The course, held winter term, focused on reading graphic novels written by Jews on Jewish subjects, learning critical analysis and learning to write college-level essays. "We investigated the creation of the graphic novel genre, its terminology and visual and textual logic, and why and how it became associated with Jews and Jewish issues," said Lewin.
"Maus" refers to "Maus: A Survivor’s Tale," by Art Spiegelman, a biography in graphic narrative form of the author's father, Vladek Spiegelman, a Holocaust survivor. The only comic book ever to have won a Pulitzer Prize, the work depicts Jews as mice and Germans as cats.
Working in teams, students designed small displays around a variety of themes, including representations of Jews and non-Jews in Jewish graphic novels; love, family and feminism; guilt; inhumanity; and the appeal of graphic novels to the college student.

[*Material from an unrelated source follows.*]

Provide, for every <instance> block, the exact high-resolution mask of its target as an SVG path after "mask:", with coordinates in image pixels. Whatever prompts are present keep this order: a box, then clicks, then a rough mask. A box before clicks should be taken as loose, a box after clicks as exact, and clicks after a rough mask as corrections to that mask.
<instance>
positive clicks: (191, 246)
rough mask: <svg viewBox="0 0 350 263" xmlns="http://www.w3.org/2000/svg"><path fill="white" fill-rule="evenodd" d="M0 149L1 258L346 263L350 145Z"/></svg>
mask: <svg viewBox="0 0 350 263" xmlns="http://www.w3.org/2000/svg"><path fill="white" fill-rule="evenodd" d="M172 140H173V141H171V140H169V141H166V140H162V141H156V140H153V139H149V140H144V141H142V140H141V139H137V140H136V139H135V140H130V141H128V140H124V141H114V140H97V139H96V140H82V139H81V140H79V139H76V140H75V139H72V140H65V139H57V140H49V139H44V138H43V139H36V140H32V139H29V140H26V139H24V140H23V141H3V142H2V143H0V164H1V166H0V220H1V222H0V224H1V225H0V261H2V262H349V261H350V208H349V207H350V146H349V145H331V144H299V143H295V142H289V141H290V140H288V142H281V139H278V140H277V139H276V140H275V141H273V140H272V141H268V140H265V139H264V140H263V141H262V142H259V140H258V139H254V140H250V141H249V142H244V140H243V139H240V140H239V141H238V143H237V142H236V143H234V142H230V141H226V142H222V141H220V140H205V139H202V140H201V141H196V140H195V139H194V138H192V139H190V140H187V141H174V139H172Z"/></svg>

"I had never read a graphic novel and assumed that all graphic novels were comic books like Spiderman and Archie comics,” said Alix Cantor ’14. "I really enjoyed learning about a whole new medium and genre in literature."
"The uniqueness of each student as well as insight to their personal connection with the works of the class are perfectly reflected in the cases on exhibit in the library," said Tom Raymond '14, whose topic was “Images of Non-Jews."